In Glen Oaks Estates Homeowners Assn. v. Re/Max Premier Properties, Inc., 203 Cal.App.4th 913 (Feb. 23, 2012), a homeowners' association filed a UCL and FAL action against the real estate agents who marketed the parcels of land purchased by the association's owners, alleging various misrepresentations and nondisclosures regarding soil conditions and the parcels' susceptibility to damage from soil displacement. Id. at 867-69.
The Court of Appeal (Second Appellate District, Division Eight) held that the homeowners' association had suffered "injury in fact" and "lost money or property" sufficient to confer Prop. 64 standing. It found these monetary losses sufficient:
- investigative costs associated with the repair and replacement of the damaged common area improvements ... ;
- the amount to properly landscape the manufactured slopes of common areas that were not landscaped and/or were not properly landscaped with an adequate quantity or correct type of planting materials, irrigation, and drainage systems;
- the amount omitted from the budgetary analysis that is required to stabilize and perform the repair, restoration, and construction of the common areas, common area slopes, and common roadway.
Id. at 871. The same facts were sufficient to establish the association's standing under Civil Code section 1368.3, which empowers homeowners' associations to bring certain types of litigation. See id. at 870. The association was required to satisfy both standing requirements (section 1368.3 and Prop. 64).

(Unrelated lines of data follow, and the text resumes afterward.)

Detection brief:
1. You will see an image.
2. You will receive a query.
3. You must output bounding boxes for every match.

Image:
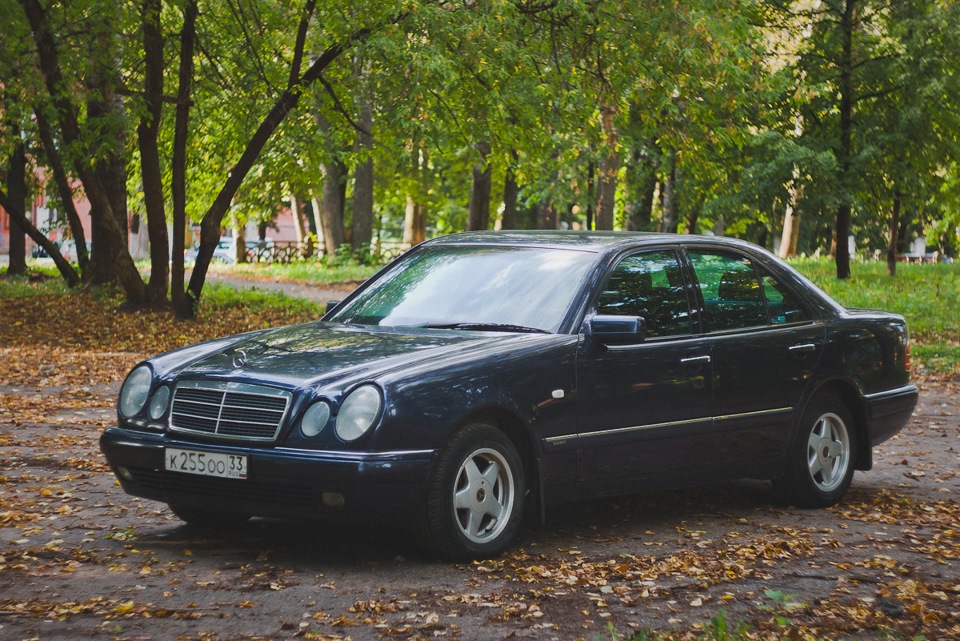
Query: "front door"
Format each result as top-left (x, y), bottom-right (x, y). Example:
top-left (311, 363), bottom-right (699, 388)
top-left (577, 250), bottom-right (713, 491)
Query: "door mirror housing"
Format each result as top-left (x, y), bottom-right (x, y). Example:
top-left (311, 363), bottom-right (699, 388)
top-left (587, 315), bottom-right (647, 345)
top-left (323, 300), bottom-right (342, 314)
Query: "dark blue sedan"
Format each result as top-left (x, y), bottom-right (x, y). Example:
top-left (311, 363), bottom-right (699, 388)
top-left (101, 232), bottom-right (917, 559)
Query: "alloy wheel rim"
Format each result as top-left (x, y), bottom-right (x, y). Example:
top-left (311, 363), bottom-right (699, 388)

The most interesting part of this decision is its holding that the association's "investigative costs" were sufficient to confer Prop. 64 standing. That holding is certainly consistent with Kwikset, which speaks of an "identifiable trifle" or "nontrivial amount" of economic injury, and goes on to hold that the loss need not be recoverable as restitution. Kwikset Corp. v. Superior Court (Benson), 51 Cal.4th 310, 324-25, 335-37 (2011). (Although I'm not sure, under these facts, what the association could ultimately recover from the agents in a UCL/FAL action, except perhaps their commissions.)